米オープンソースAI企業のArceeは、中国製のオープンウェイトモデルについて「本質的に危険なものではない」との立場を示している。
高度な技術が必要で現実的ではないとの見方
Arceeは2023年に設立した米国のオープンソースAI企業だ。もともとは企業向けに特化したSLM(小規模言語モデル)の開発を手がけてきたが、2026年に入り400億パラメータ規模の「Trinity Large Thinking」などをリリース。中国製オープンウェイトモデルに対する米国製の代替を打ち出す動きを強めている。
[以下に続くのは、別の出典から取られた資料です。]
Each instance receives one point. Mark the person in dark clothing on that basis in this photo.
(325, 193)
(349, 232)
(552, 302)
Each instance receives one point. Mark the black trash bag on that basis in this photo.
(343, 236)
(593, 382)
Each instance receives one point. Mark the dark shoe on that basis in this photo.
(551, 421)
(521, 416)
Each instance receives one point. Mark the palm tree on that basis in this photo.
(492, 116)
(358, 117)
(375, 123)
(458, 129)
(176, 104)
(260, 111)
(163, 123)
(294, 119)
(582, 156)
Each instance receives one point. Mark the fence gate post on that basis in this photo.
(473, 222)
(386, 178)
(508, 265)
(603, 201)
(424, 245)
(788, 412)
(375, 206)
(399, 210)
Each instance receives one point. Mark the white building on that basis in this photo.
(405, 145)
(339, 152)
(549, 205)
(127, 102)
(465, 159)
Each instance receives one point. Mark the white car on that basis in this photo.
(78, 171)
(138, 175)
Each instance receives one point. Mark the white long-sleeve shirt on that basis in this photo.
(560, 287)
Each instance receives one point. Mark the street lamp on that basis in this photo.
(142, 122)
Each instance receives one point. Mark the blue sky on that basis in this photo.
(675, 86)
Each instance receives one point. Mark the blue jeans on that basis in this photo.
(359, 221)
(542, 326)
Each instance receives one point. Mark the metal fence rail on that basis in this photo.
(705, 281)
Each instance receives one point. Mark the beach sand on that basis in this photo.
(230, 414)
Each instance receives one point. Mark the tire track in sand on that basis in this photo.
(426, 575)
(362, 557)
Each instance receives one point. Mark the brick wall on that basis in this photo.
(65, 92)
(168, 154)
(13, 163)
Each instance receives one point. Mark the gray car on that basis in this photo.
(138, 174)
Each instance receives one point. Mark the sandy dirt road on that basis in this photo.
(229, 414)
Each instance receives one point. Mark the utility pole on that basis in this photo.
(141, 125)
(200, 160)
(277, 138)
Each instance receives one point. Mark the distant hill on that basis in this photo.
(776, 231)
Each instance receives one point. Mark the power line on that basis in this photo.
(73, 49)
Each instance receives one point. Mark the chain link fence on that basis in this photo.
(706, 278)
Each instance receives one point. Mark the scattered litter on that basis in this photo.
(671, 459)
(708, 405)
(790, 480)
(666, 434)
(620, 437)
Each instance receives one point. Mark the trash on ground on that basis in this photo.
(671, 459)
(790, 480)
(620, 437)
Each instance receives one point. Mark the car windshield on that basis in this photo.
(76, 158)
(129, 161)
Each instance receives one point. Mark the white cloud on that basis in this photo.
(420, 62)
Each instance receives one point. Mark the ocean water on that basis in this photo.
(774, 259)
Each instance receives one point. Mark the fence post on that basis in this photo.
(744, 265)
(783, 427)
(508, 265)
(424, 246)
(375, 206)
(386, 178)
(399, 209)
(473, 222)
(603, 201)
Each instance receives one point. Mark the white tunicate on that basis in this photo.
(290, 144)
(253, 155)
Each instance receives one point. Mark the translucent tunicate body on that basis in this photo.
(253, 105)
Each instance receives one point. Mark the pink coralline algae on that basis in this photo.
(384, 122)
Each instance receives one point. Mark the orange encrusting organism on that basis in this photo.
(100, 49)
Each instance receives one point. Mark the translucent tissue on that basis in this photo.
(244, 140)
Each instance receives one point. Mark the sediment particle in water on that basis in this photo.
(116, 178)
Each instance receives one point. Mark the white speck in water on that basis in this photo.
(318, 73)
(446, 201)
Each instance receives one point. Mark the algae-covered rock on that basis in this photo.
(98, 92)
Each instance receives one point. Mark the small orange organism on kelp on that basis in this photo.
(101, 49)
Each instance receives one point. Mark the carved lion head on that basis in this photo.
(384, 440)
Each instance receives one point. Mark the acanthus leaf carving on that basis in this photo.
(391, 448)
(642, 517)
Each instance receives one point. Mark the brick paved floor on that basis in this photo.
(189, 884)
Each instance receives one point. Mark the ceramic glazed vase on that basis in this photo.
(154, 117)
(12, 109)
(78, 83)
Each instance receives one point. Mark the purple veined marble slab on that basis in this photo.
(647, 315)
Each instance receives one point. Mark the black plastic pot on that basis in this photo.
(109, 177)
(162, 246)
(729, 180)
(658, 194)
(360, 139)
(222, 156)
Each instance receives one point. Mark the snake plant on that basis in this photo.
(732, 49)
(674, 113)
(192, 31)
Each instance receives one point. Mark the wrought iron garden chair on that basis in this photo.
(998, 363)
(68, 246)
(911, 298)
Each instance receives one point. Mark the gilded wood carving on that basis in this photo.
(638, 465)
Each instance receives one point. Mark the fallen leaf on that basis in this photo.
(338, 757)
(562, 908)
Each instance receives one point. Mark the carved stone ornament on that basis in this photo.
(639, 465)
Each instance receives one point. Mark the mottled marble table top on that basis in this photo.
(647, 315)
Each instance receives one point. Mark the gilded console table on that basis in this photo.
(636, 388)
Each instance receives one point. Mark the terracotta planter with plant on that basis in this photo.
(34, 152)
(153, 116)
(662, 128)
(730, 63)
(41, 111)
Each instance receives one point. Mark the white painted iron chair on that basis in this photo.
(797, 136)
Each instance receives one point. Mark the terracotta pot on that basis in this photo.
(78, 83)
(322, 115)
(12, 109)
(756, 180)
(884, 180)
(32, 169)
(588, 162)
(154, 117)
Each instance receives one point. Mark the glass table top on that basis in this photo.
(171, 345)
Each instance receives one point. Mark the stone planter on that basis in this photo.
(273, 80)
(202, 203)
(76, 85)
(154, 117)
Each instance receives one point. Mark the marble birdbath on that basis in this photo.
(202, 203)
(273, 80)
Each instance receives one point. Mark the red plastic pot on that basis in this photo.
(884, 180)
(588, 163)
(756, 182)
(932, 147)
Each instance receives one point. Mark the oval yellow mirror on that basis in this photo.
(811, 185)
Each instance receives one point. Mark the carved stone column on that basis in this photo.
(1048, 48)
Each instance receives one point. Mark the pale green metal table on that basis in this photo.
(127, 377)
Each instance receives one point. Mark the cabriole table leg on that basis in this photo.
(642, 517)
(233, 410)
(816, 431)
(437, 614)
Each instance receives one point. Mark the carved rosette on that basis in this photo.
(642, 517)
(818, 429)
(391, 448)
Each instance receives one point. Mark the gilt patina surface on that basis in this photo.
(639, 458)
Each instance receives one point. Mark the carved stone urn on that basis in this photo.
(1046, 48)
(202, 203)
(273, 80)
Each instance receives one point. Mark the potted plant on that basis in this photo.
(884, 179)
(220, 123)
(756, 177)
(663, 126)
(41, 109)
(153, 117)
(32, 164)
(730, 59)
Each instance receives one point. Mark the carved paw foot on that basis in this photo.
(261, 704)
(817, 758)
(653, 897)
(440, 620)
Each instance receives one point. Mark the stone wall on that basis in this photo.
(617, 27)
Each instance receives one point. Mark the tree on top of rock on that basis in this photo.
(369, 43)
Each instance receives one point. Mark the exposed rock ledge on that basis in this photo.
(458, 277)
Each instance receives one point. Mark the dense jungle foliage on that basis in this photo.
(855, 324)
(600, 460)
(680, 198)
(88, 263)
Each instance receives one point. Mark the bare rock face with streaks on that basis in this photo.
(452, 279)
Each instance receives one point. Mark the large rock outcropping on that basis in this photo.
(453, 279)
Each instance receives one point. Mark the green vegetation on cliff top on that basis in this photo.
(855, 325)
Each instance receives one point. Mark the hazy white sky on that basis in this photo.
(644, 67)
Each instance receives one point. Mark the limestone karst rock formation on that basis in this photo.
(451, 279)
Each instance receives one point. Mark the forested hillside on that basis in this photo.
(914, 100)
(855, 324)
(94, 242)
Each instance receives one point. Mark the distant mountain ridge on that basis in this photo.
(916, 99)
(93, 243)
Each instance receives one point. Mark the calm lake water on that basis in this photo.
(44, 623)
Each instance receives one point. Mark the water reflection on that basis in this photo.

Moonshot AIの「Kimi K3」やAlibabaの「Qwen」など中国製オープンウェイトモデルは、米大手のクローズドモデルに比べて大幅に低い推論コストで利用できる一方、セキュリティ上の脅威になり得るとの懸念も根強い。米国ではドナルド・トランプ政権による禁止措置の検討も報じられている。
中国モデルが禁止されれば最も恩恵を受ける立場にあるはずのArceeだが、同社CTOのLucas Atkins氏は「中国のオープンモデルは、企業が利用する他のオープンソースソフトウェアと比べて危険性が高いわけではない」と主張しているという。
モデルの学習の仕組み上、Alibabaのような開発元であっても、ユーザーが自社環境で稼働させたモデルに後から関与する手段は存在しないと説明した。
また、特定のコードベースに反応して悪意あるバックドアを密かに仕込むといったシナリオも理論上は否定できないとしつつ、実現には高度な技術が必要で現実的ではないとの見方を示した。
Atkins氏は、中国モデルの禁止を巡る議論よりも、米国内の健全なオープンソースエコシステムの育成に目を向けるべきだと主張、「対抗策はより優れたモデルをリリースすることに尽きる」と述べている。TechCrunchが7月22日付で報じている。